In Trento (Italy), the prosecutor Sandro Raimondi declared that in a case of violence against women, the abuser should leave the home, not the victim. The Italian Confederation of Labour said, ‘Confinement at home because of the coronavirus is difficult for everyone, but it becomes a real nightmare for women victims of gender-based violence’. Such creative approaches against violence against women are necessary.
The Coordinadora Feminista 8M of Chile has produced a Feminist Emergency Plan for the Coronavirus Crisis. This plan–which resembles in some elements the platform created by the International Assembly of the Peoples and Tricontinental: Institute for Social Research – has four essential elements:
- Develop strategies for collective feminist mutual aid. Build solidarity and mutual aid networks that fight against individualism and respect social distancing. First, conduct surveys of neighbourhoods. Second, build teams to care for children. Third, mobilise health professionals to assist the community.

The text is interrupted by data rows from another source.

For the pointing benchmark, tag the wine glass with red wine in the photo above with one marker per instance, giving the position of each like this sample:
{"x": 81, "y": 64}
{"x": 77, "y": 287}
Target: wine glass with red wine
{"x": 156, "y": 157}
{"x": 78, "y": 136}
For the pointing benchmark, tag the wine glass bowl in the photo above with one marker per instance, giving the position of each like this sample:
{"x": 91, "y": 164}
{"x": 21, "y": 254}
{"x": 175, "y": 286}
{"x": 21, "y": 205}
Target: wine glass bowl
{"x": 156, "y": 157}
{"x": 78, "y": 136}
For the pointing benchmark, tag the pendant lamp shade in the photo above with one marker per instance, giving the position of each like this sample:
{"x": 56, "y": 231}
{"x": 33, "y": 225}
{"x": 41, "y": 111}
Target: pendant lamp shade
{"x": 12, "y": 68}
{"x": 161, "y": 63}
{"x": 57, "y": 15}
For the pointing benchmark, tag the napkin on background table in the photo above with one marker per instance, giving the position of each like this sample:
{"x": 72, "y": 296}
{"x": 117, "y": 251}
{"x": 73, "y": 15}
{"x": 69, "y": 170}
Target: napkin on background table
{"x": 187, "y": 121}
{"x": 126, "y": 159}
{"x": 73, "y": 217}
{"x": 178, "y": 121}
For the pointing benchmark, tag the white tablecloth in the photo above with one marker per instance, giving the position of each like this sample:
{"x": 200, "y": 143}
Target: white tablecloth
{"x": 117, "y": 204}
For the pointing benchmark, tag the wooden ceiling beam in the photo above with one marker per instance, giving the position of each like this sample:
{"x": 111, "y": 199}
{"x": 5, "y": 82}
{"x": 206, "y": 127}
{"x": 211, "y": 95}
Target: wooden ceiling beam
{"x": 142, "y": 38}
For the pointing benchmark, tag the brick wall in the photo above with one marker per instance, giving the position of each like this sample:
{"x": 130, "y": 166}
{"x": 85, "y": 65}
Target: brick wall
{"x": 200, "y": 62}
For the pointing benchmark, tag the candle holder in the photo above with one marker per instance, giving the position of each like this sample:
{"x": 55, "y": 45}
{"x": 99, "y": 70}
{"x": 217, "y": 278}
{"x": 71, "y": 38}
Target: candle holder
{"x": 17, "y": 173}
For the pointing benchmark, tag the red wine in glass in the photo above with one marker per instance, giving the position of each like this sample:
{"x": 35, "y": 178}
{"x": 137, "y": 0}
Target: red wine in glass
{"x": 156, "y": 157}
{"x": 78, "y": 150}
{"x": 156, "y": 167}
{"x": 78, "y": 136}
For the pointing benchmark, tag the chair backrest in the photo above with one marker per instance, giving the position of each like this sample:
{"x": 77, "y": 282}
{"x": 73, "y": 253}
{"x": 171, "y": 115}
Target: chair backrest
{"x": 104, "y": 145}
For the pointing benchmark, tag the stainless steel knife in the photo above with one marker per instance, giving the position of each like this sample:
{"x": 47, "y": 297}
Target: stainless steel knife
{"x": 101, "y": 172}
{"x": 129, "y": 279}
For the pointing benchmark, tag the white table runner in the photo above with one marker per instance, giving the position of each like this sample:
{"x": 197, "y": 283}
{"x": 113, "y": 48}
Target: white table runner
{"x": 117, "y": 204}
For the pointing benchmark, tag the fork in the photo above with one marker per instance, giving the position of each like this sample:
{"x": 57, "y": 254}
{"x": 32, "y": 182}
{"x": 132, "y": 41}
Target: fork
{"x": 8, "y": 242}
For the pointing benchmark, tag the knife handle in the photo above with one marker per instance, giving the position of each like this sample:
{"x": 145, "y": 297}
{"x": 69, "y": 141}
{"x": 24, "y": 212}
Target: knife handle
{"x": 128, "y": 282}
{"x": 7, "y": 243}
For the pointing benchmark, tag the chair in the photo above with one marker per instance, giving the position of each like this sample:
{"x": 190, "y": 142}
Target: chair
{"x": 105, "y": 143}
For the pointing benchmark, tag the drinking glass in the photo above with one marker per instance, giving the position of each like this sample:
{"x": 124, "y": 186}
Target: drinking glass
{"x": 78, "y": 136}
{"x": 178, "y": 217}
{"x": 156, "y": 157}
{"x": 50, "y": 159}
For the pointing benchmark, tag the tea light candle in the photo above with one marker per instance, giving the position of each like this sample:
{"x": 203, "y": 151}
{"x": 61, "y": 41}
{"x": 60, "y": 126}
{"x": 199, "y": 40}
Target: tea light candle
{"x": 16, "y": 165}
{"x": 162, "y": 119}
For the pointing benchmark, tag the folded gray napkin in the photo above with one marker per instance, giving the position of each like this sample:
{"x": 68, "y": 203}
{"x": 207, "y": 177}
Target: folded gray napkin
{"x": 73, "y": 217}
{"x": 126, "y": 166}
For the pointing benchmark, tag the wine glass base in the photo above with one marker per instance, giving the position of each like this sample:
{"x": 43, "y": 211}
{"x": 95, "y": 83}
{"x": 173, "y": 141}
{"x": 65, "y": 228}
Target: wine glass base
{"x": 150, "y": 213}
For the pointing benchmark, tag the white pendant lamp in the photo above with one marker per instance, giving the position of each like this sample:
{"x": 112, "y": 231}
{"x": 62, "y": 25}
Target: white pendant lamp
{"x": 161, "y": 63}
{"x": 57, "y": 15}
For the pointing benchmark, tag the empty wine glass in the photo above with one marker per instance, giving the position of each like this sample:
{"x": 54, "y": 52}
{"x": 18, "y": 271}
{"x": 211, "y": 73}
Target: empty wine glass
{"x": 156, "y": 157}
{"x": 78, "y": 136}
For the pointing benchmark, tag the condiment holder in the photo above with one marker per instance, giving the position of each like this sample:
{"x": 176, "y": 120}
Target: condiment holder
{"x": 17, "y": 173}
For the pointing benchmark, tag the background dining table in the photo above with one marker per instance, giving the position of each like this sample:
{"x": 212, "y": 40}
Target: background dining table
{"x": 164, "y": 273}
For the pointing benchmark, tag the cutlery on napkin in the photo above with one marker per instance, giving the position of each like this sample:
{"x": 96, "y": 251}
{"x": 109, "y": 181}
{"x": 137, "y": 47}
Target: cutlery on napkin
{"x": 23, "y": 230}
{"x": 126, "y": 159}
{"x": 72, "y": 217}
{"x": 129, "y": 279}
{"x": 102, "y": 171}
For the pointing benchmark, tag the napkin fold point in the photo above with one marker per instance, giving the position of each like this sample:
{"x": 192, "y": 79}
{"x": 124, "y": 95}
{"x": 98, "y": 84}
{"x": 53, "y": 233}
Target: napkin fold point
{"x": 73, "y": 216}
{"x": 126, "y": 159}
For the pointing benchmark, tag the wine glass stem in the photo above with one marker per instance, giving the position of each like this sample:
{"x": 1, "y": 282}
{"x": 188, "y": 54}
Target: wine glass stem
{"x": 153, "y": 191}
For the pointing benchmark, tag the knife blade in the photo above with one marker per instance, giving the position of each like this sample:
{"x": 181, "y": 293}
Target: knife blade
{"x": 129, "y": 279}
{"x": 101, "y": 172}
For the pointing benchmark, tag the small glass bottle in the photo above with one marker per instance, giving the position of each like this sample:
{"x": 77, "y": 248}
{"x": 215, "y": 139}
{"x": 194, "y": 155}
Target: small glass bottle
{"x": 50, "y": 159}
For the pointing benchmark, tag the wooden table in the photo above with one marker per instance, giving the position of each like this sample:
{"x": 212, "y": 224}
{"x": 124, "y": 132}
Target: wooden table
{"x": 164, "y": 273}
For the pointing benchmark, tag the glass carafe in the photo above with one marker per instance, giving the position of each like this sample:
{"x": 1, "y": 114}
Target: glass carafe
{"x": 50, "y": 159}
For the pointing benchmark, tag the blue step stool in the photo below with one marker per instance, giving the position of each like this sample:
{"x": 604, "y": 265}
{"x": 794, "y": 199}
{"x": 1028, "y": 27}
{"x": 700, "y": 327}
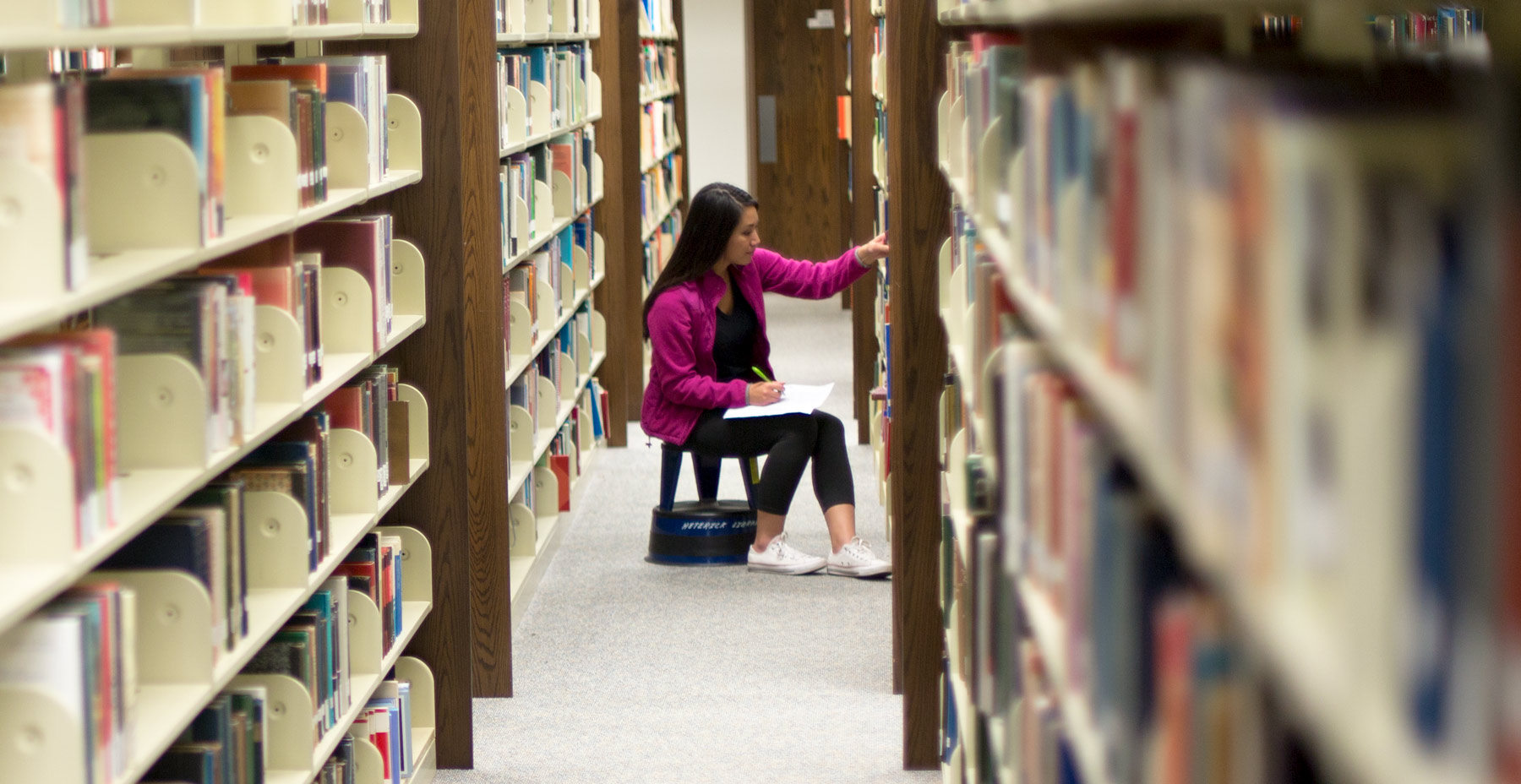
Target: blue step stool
{"x": 705, "y": 532}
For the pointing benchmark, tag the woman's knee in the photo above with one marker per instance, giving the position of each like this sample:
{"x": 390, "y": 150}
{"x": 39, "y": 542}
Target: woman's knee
{"x": 829, "y": 426}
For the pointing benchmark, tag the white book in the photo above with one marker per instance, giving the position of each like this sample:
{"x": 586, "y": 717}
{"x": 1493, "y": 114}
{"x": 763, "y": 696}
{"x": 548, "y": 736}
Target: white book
{"x": 245, "y": 403}
{"x": 47, "y": 656}
{"x": 340, "y": 588}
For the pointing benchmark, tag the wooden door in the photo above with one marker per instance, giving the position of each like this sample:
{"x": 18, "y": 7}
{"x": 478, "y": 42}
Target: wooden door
{"x": 799, "y": 161}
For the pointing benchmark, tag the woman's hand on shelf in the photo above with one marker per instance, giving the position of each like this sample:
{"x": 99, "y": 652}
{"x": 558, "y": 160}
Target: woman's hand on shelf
{"x": 764, "y": 392}
{"x": 874, "y": 251}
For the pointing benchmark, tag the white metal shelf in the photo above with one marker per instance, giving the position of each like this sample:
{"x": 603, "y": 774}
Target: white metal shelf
{"x": 521, "y": 363}
{"x": 656, "y": 95}
{"x": 651, "y": 228}
{"x": 166, "y": 35}
{"x": 534, "y": 243}
{"x": 547, "y": 435}
{"x": 117, "y": 274}
{"x": 148, "y": 494}
{"x": 650, "y": 163}
{"x": 545, "y": 38}
{"x": 545, "y": 137}
{"x": 1300, "y": 646}
{"x": 1039, "y": 11}
{"x": 166, "y": 710}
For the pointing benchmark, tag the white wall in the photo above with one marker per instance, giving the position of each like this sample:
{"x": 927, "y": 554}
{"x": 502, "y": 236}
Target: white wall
{"x": 717, "y": 112}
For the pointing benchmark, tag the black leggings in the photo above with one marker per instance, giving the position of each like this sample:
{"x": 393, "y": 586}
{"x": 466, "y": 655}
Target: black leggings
{"x": 787, "y": 441}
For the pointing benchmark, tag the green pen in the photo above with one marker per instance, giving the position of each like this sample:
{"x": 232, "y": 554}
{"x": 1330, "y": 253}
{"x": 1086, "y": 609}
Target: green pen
{"x": 764, "y": 378}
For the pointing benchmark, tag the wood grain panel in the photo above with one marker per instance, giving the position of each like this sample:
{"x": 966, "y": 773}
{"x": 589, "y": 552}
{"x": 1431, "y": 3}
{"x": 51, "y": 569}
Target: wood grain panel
{"x": 863, "y": 215}
{"x": 616, "y": 58}
{"x": 679, "y": 19}
{"x": 919, "y": 219}
{"x": 800, "y": 195}
{"x": 456, "y": 361}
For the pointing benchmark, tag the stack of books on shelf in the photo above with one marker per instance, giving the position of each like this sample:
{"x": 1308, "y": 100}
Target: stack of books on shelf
{"x": 560, "y": 72}
{"x": 881, "y": 406}
{"x": 661, "y": 190}
{"x": 106, "y": 17}
{"x": 656, "y": 19}
{"x": 528, "y": 20}
{"x": 1182, "y": 544}
{"x": 657, "y": 133}
{"x": 657, "y": 70}
{"x": 188, "y": 376}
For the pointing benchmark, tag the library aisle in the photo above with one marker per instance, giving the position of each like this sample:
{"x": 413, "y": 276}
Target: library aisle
{"x": 631, "y": 672}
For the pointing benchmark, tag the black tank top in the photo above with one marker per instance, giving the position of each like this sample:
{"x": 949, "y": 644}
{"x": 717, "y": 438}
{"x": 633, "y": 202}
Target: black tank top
{"x": 735, "y": 340}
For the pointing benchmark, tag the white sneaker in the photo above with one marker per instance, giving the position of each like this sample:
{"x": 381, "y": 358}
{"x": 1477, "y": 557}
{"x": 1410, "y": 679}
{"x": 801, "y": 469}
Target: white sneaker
{"x": 857, "y": 559}
{"x": 783, "y": 558}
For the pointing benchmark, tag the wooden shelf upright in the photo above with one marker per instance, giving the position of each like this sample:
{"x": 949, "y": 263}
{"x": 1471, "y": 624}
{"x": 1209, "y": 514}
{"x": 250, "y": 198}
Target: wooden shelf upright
{"x": 452, "y": 215}
{"x": 916, "y": 226}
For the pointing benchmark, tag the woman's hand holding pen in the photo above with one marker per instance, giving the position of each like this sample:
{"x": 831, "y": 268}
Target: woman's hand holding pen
{"x": 874, "y": 251}
{"x": 766, "y": 391}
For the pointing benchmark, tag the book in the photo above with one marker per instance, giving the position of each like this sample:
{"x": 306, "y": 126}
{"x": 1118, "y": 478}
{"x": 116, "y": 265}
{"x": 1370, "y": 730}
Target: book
{"x": 361, "y": 243}
{"x": 43, "y": 125}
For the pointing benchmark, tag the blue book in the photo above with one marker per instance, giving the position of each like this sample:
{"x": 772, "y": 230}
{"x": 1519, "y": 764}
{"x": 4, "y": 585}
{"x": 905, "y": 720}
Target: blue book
{"x": 597, "y": 409}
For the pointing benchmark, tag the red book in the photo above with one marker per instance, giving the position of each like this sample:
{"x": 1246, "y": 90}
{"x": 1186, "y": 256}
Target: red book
{"x": 357, "y": 245}
{"x": 380, "y": 738}
{"x": 1175, "y": 693}
{"x": 365, "y": 572}
{"x": 560, "y": 464}
{"x": 271, "y": 270}
{"x": 346, "y": 407}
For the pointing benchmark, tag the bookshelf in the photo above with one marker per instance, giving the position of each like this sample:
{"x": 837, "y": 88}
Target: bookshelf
{"x": 863, "y": 210}
{"x": 1311, "y": 649}
{"x": 646, "y": 117}
{"x": 175, "y": 430}
{"x": 899, "y": 354}
{"x": 144, "y": 23}
{"x": 662, "y": 128}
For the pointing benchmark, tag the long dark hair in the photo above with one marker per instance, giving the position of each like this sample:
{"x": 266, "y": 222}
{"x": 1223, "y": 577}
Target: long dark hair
{"x": 709, "y": 224}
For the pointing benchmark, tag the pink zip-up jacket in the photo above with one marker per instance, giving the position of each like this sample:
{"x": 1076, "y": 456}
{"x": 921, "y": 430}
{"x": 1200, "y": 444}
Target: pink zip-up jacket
{"x": 684, "y": 378}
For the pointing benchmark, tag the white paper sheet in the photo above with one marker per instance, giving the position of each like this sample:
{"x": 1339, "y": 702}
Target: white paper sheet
{"x": 796, "y": 399}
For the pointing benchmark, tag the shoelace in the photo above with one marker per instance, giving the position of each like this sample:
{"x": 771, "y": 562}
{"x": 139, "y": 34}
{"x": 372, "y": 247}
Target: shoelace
{"x": 859, "y": 549}
{"x": 783, "y": 550}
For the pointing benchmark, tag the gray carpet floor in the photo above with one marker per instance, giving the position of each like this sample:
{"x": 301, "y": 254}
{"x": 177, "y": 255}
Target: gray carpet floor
{"x": 629, "y": 672}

- Confront patriarchal violence. Build a mechanism to react collectively to cases of violence against women. Produce neighbourhood-based emergency plans for women and children to leave dangerous situations, such as by the creation of emergency phone hotlines and by the opening of shelters.
- Call for a general ‘strike for life’. Strike against all productive activities that are not oriented around health care; defend the right to stay at home during the pandemic and produce a system of remuneration for those who are carrying out the various forms of labour–such as essential and often invisible care work. Demand safe working conditions for essential workers, particularly in the professions of healthcare and transportation.
- Demand emergency measures that put our care first, not their profits. Life is priceless; therefore demand paid medical leave, free childcare, house arrest for those who are in prisons, freezing of prices for basic goods and sanitary products, planned production for social needs (rather than for profit), compensation for all caregivers (formal and informal), free quality health care for all, suspension of debts and dividends, free access to water and electricity, and a prohibition against the firing of workers.
Each of these points is utterly intuitive, being useful not only in Latin America but across the globe. But this Emergency Plan is only–as the Algerian poet Rabi’a Jalti puts it in Shizufriniya (Schizophrenia)–one street; there is always that other street.
I have become two streets.
One looks over the apricot tree and narcissus,
And the morning of poems.
It enters the sea of language.
And the other
Is he whose name is hung on the horizon and the colour of bread,
Whose face has fenced in all directions,
Whose breaths have sealed all circles.
It nearly chokes me.
It is that street that chokes which has led the local government in Durban (South Africa) to forcibly evict shack dwellers. Because we were thinking of the other street, Arundhati Roy, Noam Chomsky, Naomi Klein, Yanis Varoufakis, and I wrote this objection. It is along this other street that people hunger for land, not only to build their homes but also to farm them. From South Africa to India to Brazil, hunger drives land hunger.
In our latest publication, Dossier no. 27 (April 2020), ‘Popular Agrarian Reform and the Struggle for Land in Brazil’, we show how this land hunger motivates a struggle not only for land, but for social transformation. Our São Paulo office writes that at the core of this struggle is ‘the refashioning of social relations–including the reconstruction of gender relations and the confrontation of machismo and homophobia, for example–and the demand for access to education in rural areas at all levels’.